If the seeds hold true to form, Federer would need to beat volatile 30th seed Nick Kyrgios in the third round just to get a potential quarterfinal against Djokovic, who swept Federer in the Cincinnati final last Sunday.
Then, Marin Cilic, who beat Federer en route to the 2014 US Open title and edged Djokovic in the Queen’s Club final in June, could be awaiting the winner in the semifinals.
By his standards, Federer’s return game was atrocious in his Cincinnati loss to Djokovic that featured several shanks.
The second-ranked Swiss attributes that struggle to lightning-quick court conditions in the Queen city, while Queens is playing a touch slower.
Federer, who was 7-0 in Cincinnati finals before bowing to Djokovic, said US Open court conditions are more favorable to his brand of all-court shotmaking.
“I’m exactly where I want to be, and I still have enough days to get ready, to be honest,” Federer said. “I’m very pleased about my progress here. I’ve gotten used to the conditions here. It’s a bit slower, it’s easier to control, and that also is one part of Cincinnati that I think probably if you ask most players, like, How do you feel in Cincinnati, a lot of guys will always say it’s not easy to play there.
“The ball flies. Especially this year the ball was extremely bouncy. So it was just hard to control the balls at all times. And I think that also didn’t help the feeling.”
“So I think coming to New York, I think you get a better feel,” Federer said. “The balls are easier to control. The surface is a touch slower. So I think in overall theme maybe we will see better tennis here in New York.”
Will the Federer express get back on track in New York?
It’s not like the wheels have fallen off Federer’s game. He’s advanced to six finals in eight tournaments starts this season, including contesting finals in four of five hard-court events: the Australian Open, Rotterdam, Indian Wells and Cincinnati.
Despite the fact he hadn’t played a hard-court event in five months, and was struggling to find his timing, Federer still reached the Cincinnati championship match.
Of course, neither Nadal nor Djokovic were at their best—or even present—at some of those events. And both men will be highly motivated to close the gap on Federer.
“Obviously Roger got a tough draw overall, in addition to having to play Novak in the quarters. It’s not that easy for him necessarily to get there,” ESPN analyst Patrick McEnroe said. “A lot of people are saying Djokovic is the favorite.

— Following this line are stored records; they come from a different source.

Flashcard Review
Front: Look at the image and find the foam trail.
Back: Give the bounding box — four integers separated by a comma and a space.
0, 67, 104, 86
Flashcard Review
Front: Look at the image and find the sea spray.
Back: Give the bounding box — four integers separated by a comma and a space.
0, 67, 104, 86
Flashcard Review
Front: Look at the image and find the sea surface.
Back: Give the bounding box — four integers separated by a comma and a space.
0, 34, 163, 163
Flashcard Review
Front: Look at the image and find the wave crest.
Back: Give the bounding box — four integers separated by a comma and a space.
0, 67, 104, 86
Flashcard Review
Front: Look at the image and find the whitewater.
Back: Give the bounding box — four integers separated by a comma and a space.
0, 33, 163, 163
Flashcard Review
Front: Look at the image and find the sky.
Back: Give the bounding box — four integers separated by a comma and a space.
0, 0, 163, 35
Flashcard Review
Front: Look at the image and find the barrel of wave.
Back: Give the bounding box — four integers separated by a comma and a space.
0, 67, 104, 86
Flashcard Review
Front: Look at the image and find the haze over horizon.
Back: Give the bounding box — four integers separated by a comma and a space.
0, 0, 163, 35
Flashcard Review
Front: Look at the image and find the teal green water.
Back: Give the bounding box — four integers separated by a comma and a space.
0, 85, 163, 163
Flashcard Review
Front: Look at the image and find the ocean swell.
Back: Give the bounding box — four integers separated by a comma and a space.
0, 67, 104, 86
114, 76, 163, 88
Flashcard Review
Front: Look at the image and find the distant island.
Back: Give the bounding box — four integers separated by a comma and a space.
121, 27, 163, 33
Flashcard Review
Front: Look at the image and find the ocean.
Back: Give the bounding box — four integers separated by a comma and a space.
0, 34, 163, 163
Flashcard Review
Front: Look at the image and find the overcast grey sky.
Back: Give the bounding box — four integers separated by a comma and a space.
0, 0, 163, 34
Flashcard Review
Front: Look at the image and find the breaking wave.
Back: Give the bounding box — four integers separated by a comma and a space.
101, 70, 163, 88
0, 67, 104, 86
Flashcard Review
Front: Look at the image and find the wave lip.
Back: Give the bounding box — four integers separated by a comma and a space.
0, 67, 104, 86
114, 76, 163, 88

“I actually still think Nadal is the favorite, and he’s my pick to win it. I think he played well in Canada. He’s fresh coming in. I think he was smart to miss Cincinnati. Certainly one of the matches of the year was the semifinal loss in Wimbledon to Novak. But I think a hard court is a better surface for Rafa… and I think Rafa is going to be incredibly motivated to win it because he sees that he can run down Roger in overall majors, not to mention the fact he wants to keep Djokovic at bay. Those three guys are the clear favorites.”

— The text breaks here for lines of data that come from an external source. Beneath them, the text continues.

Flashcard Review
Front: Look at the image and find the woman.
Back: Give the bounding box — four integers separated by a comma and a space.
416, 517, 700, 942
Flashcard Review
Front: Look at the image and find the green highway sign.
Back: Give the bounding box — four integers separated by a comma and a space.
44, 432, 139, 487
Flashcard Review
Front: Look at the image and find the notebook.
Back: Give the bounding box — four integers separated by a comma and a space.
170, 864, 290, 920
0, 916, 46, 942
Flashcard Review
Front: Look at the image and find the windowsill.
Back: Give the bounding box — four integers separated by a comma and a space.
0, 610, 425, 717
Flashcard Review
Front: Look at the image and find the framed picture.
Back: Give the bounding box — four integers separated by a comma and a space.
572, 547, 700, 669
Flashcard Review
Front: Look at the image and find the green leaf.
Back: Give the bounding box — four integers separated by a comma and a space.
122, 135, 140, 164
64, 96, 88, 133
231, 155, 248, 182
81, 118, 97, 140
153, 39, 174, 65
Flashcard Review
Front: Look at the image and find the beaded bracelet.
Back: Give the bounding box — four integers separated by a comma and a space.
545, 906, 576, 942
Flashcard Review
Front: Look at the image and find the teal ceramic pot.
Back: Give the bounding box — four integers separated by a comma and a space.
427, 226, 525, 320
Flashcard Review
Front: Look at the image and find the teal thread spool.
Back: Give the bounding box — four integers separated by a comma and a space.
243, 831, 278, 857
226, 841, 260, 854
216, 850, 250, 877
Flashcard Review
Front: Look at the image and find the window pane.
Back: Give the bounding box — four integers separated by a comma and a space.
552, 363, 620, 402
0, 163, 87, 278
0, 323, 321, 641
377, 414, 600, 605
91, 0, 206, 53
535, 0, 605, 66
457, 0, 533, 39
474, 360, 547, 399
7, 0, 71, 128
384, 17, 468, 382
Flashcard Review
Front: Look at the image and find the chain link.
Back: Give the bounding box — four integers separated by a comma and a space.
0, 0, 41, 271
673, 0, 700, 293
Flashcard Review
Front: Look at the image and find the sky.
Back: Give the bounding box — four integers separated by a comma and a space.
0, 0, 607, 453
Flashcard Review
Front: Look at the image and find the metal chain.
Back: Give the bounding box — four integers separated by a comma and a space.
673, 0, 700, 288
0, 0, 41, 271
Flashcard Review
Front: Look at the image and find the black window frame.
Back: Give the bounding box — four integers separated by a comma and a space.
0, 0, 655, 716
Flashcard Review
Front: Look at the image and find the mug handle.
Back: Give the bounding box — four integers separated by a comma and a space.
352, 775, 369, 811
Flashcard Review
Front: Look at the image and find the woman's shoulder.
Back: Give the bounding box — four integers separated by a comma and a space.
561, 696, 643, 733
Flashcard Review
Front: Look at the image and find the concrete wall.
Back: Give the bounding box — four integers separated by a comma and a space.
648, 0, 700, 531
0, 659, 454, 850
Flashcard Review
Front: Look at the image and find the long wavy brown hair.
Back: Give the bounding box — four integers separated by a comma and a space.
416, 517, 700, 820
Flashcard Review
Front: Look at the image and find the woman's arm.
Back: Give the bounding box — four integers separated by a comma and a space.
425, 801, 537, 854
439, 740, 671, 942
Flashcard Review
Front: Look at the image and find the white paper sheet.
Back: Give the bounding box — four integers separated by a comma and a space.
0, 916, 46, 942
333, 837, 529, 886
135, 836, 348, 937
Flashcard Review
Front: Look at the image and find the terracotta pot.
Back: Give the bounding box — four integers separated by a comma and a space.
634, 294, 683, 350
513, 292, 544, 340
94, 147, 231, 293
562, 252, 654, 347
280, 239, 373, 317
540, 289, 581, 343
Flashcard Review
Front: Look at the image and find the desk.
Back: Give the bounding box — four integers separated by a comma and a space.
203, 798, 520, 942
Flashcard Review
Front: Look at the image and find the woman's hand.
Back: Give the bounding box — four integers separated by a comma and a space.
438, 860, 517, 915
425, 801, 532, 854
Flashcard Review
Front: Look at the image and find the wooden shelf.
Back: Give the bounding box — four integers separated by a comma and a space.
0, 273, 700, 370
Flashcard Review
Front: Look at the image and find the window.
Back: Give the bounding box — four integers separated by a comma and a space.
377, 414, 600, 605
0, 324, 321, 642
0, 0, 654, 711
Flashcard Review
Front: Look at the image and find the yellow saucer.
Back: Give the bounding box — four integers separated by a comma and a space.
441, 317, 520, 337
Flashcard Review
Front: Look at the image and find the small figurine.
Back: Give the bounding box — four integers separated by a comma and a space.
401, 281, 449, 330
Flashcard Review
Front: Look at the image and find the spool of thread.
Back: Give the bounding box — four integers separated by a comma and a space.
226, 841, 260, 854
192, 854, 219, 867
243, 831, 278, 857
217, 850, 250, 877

The biggest question confronting Federer isn’t whether he can reach his eighth US Open final.
The biggest question Federer faces is: Can he potentially defeat Djokovic and Nadal —the two guys chasing him in the all-time Grand Slam race—to do it?
“I think Roger has looked a little bit shaky in Cincinnati, although a shaky Roger still made to it final,” Patrick McEnroe said. “He’s got to try to catch fire. If he can catch fire in week number two, that’s when he becomes super dangerous.”
On the eve of his 18th US Open, Federer insists he’s right where he wants to be.
“I think not even close playing my absolute best in Cincinnati and still making a finals is still a really good result, actually, if I take a step away,” Federer said. “The finals was not good. I was not happy with how I played, but I think there was some tiredness that led into that.
“And Novak was good, you know. So it was just a match, one you want to forget, no problem, but in the big scheme of things actually was a good tournament for me, get all the matches under the belt, get match-tough again so when I do show up here I actually feel I’m ready, and I am ready, and that’s what counts for me.”